I have spent most of the last week marking papers. As professors, we sometimes grumble and complain about this task, but it is important to consider how vital evaluation and feedback is to student growth. The thing is, marking work is a two-way street.
I have been thinking a lot about the value of assignments and marking papers over the last little while. What kinds of assignments are appropriate? What do students learn from a particular assignment? Should assignments be on hypothetical situations or should the examples be drawn from the real world?
I have settled upon a compromise in the courses I teach, particularly at the fourth year level. I ask students to work on assignments incrementally, handing in a draft, which I mark up and then a final version, to which I assign a grade. I find that this is the only way to encourage a culture of constant improvement and self-evaluation. I also walk students through the elements of research methods and theory in every class I teach. It is a challenging balance to maintain, but it is valuable, since by the end of the seminar, they have produced a piece of work that they are usually proud to include in their portfolios, for presentation to potential employers.
The thing is, this strategy requires a commitment of effort and good faith on the part of the students. They have to commit to doing the readings and working through the theoretical components of the course, so that they are ready to come to class and have wide-ranging and profound discussions. There is a problem, however: many students have to work long hours to pay for their tuition and there seems to be a culture of “work hard, play hard,” which leaves very little time for reading, reflection and deep thought.
This is worrisome, because it downloads all of the learning onto the actual time students spend in class, which is not considerable. University seminars are two or three hour sessions, once a week. That just isn’t enough time to cover all of the material that would need to be covered to assure the depth and breadth of learning expected in a university level class. This means that students are leaving with a piece of paper that says “Honours Bachelor’s of Arts/Science/Commerce/Engineering/Etc.” but it is a degree that doesn’t represent what it once did.
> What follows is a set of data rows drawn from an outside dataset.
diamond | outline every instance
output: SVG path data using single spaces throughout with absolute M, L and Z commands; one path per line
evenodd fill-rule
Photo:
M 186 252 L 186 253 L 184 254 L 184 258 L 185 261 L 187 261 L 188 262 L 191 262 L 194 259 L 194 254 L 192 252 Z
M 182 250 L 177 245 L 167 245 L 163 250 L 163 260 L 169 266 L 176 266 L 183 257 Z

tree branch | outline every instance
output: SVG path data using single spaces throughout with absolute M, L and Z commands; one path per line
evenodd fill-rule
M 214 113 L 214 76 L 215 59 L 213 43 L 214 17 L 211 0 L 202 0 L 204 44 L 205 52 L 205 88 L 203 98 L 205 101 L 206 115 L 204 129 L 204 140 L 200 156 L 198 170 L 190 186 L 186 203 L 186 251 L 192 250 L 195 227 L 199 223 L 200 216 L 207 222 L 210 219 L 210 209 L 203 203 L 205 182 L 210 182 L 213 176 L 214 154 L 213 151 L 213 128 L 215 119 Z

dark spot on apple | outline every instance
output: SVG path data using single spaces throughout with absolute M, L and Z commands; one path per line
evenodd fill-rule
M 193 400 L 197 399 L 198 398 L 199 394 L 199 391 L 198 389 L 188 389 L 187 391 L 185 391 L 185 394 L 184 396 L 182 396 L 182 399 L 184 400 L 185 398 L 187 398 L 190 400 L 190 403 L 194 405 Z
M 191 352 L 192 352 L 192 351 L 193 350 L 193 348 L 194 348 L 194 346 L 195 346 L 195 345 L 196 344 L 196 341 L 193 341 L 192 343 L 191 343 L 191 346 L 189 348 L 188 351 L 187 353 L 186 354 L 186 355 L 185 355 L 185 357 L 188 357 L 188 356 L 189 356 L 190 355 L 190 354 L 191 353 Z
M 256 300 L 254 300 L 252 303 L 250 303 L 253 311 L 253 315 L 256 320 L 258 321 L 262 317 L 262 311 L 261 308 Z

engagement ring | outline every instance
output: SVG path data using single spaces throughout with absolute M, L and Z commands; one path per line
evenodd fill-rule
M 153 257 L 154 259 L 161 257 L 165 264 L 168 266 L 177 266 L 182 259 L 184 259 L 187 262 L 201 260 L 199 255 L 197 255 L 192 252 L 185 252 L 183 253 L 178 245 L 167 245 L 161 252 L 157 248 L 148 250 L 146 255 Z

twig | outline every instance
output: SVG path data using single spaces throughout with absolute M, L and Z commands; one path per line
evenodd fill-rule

I can attest that student attitudes to reading and reflection have changed from even a few years ago, in 2001, when I started being a professor.
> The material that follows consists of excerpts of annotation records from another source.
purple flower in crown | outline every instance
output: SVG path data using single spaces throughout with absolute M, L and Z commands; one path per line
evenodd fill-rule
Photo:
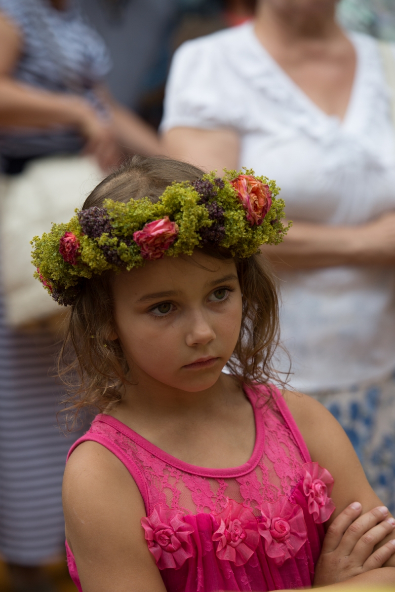
M 157 504 L 150 516 L 141 519 L 148 548 L 159 570 L 178 570 L 193 555 L 190 535 L 194 529 L 182 519 L 178 510 Z
M 145 224 L 142 230 L 133 234 L 133 239 L 141 249 L 143 259 L 162 259 L 165 252 L 177 237 L 178 226 L 168 216 Z
M 77 265 L 79 241 L 72 232 L 65 232 L 59 240 L 59 253 L 66 263 Z
M 295 556 L 307 539 L 303 511 L 285 496 L 280 496 L 274 503 L 263 503 L 261 511 L 258 530 L 264 540 L 266 554 L 277 565 L 282 565 Z
M 213 222 L 210 228 L 203 227 L 199 230 L 202 242 L 203 244 L 210 243 L 214 245 L 219 244 L 225 238 L 225 213 L 216 201 L 204 205 L 208 212 L 208 217 Z
M 98 239 L 103 233 L 111 236 L 113 228 L 107 210 L 94 206 L 77 214 L 82 232 L 89 239 Z
M 228 500 L 225 509 L 213 516 L 219 525 L 212 536 L 213 540 L 218 542 L 217 556 L 243 565 L 253 555 L 259 540 L 256 519 L 250 510 L 233 500 Z

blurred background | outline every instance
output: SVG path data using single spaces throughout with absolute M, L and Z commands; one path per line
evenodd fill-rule
M 26 195 L 29 183 L 33 191 L 34 166 L 53 155 L 93 155 L 96 164 L 84 161 L 82 175 L 97 181 L 128 154 L 160 153 L 156 131 L 174 52 L 252 19 L 255 9 L 255 0 L 0 0 L 4 195 Z M 341 0 L 337 18 L 346 30 L 395 42 L 394 0 Z M 63 126 L 78 133 L 63 133 Z M 45 165 L 48 174 L 53 165 Z M 10 321 L 7 281 L 0 303 L 0 592 L 72 592 L 60 488 L 67 451 L 81 432 L 66 438 L 57 426 L 56 328 L 33 317 L 26 323 L 28 316 L 28 329 Z

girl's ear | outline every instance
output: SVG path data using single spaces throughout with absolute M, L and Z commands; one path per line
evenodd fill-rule
M 108 340 L 108 341 L 115 341 L 115 339 L 118 339 L 118 333 L 117 333 L 115 327 L 113 327 L 108 333 L 108 336 L 107 337 L 107 339 Z

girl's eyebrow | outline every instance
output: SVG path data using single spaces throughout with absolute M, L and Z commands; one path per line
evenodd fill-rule
M 232 280 L 235 281 L 237 280 L 237 276 L 235 274 L 229 274 L 227 275 L 224 275 L 223 278 L 219 278 L 218 279 L 213 279 L 211 282 L 208 282 L 206 285 L 210 286 L 216 286 L 217 284 L 223 284 L 224 282 L 230 282 Z
M 237 280 L 237 276 L 235 274 L 229 274 L 224 275 L 223 278 L 219 278 L 218 279 L 213 279 L 211 282 L 208 282 L 206 286 L 216 286 L 219 284 L 223 284 L 224 282 L 229 282 L 232 280 Z M 166 292 L 153 292 L 149 294 L 144 294 L 139 298 L 137 302 L 146 302 L 147 300 L 155 300 L 158 298 L 171 298 L 172 296 L 179 295 L 179 290 L 168 290 Z
M 180 294 L 179 290 L 169 290 L 167 292 L 153 292 L 150 294 L 144 294 L 137 302 L 146 302 L 147 300 L 155 300 L 158 298 L 171 298 Z

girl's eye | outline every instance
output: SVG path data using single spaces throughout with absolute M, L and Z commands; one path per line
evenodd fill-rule
M 158 304 L 158 306 L 156 306 L 155 308 L 152 308 L 151 312 L 159 317 L 161 315 L 167 314 L 168 313 L 170 312 L 171 308 L 171 303 L 162 302 L 160 304 Z
M 210 302 L 219 302 L 221 300 L 224 300 L 229 294 L 229 291 L 226 288 L 220 288 L 217 290 L 214 290 L 209 297 L 208 300 Z

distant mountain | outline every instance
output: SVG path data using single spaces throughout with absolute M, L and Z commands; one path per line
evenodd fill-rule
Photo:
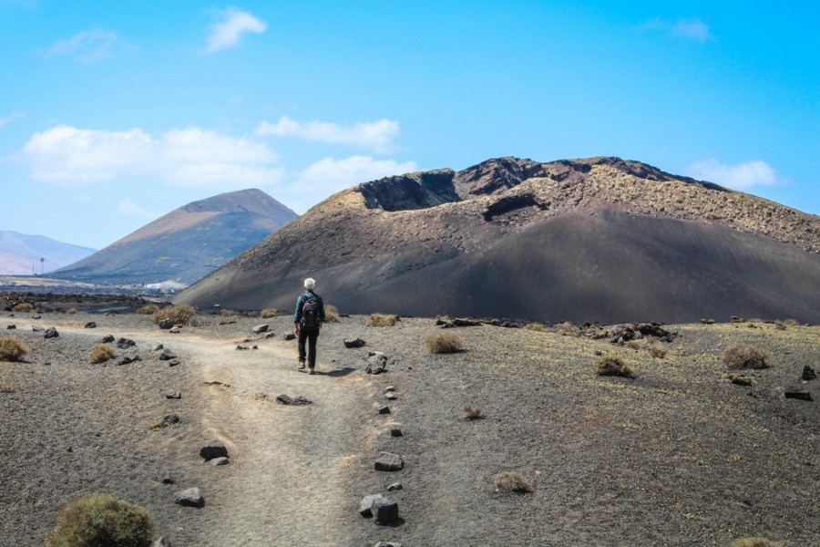
M 222 193 L 179 207 L 51 275 L 98 284 L 187 285 L 297 216 L 260 190 Z
M 490 160 L 341 191 L 179 302 L 539 321 L 820 322 L 820 217 L 618 158 Z
M 43 235 L 0 230 L 0 275 L 48 273 L 94 252 L 95 249 L 63 243 Z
Whose fault is this? I don’t know. Students tell me they simply don’t have time to read, between work, internet and social commitments. They tell me that there is no culture of political, ethical or philosophical discussion – only a constant chatter about celebrity news and lifestyle information that is pulled from various outlets online. They explain that there isn’t really a desire for more heady conversation, either; that they get shut down by peers if they try to talk politics or current affairs.
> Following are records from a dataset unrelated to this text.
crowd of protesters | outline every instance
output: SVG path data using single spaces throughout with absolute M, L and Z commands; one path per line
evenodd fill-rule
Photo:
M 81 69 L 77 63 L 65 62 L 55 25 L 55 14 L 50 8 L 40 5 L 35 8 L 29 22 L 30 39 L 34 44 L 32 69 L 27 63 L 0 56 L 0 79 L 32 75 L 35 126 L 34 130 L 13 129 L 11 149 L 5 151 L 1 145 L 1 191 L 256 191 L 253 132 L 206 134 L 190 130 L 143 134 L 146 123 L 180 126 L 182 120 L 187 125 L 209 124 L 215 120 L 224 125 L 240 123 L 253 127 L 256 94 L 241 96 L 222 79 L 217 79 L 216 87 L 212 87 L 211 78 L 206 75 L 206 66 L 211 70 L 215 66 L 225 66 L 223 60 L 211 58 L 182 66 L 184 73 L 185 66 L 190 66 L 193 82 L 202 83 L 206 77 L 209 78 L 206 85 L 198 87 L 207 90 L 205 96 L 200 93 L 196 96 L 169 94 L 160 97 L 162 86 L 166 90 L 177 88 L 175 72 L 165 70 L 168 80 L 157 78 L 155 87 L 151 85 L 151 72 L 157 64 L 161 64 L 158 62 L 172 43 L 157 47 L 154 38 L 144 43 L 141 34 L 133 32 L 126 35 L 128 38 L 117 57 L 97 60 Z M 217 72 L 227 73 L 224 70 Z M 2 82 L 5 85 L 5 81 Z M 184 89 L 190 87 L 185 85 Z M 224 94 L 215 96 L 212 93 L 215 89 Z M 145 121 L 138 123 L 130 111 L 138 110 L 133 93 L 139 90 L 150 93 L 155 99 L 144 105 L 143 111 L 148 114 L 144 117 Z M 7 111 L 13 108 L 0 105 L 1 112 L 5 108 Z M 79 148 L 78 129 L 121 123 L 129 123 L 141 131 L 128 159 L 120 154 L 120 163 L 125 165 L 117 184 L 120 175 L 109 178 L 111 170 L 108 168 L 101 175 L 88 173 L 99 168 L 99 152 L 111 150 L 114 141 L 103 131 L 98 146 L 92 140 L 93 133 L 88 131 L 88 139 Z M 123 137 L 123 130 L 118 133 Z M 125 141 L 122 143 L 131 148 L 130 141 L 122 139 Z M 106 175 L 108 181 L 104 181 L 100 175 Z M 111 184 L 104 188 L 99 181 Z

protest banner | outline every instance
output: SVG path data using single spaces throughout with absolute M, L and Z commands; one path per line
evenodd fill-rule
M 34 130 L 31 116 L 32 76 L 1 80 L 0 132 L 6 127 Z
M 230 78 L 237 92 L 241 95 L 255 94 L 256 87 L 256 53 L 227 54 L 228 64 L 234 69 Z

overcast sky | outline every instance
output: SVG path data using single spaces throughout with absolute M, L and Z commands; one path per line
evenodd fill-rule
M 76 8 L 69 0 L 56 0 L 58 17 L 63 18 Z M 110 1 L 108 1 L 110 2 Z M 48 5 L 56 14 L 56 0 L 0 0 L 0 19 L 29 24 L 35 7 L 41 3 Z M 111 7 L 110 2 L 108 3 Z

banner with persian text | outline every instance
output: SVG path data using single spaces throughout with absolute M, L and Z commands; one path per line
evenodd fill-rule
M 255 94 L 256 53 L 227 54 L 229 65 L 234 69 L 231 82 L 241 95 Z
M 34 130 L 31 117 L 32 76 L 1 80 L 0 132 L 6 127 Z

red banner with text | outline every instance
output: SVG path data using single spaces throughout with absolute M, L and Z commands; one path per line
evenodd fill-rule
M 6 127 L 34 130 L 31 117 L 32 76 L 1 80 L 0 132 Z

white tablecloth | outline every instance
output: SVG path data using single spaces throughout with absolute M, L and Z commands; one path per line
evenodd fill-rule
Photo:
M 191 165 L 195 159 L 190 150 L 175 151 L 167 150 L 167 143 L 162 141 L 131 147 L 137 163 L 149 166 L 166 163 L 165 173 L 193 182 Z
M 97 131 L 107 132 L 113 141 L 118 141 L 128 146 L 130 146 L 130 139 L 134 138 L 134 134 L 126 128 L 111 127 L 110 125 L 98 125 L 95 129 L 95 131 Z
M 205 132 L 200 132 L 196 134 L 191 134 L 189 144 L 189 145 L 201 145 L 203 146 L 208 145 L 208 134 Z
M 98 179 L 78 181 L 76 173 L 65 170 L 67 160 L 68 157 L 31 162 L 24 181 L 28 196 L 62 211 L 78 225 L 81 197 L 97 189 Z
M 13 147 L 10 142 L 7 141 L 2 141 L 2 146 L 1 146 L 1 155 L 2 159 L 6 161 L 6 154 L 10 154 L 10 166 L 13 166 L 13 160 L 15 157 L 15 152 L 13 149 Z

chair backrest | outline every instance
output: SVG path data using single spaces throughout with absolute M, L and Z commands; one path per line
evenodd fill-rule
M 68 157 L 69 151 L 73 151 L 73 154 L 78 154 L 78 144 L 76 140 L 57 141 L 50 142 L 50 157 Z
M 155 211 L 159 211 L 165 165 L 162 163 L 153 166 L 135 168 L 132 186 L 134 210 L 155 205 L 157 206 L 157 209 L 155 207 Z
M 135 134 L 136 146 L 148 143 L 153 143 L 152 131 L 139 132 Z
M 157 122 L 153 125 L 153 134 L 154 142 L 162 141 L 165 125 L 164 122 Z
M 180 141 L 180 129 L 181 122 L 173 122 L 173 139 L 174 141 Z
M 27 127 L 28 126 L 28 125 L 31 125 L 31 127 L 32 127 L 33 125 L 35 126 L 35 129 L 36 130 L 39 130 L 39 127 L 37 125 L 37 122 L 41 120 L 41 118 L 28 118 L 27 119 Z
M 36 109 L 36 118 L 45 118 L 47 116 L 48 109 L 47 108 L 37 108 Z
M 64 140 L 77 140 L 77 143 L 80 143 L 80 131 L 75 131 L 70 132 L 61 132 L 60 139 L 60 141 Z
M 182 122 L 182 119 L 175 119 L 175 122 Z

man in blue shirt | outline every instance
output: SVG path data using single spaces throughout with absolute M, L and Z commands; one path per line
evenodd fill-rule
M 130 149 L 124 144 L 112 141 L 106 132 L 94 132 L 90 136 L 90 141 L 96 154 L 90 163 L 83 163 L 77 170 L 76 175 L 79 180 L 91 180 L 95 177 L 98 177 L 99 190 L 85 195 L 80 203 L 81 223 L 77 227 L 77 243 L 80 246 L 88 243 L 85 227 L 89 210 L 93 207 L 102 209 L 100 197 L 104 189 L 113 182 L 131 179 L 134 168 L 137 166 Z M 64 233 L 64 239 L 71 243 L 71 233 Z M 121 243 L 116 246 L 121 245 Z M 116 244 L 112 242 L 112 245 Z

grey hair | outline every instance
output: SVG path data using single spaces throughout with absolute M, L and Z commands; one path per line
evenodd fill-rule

This will not lead our culture, our economy and our democracy anywhere good. An uneducated, unreflective public, tuned in largely to passing fancies and trivialities can’t make good voting choices, smart investments or career and lifestyle choices. This can only lead to a two-tiered society, where people who are “tuned in” make all the decisions and have all the know-how and depth of understanding to pull the levers of power and influence, while the rest – both men and women – are chatting about celebrity gossip and dieting/workout tips.
How do we repair this situation and right the good ship education? Or is it our culture that is broken?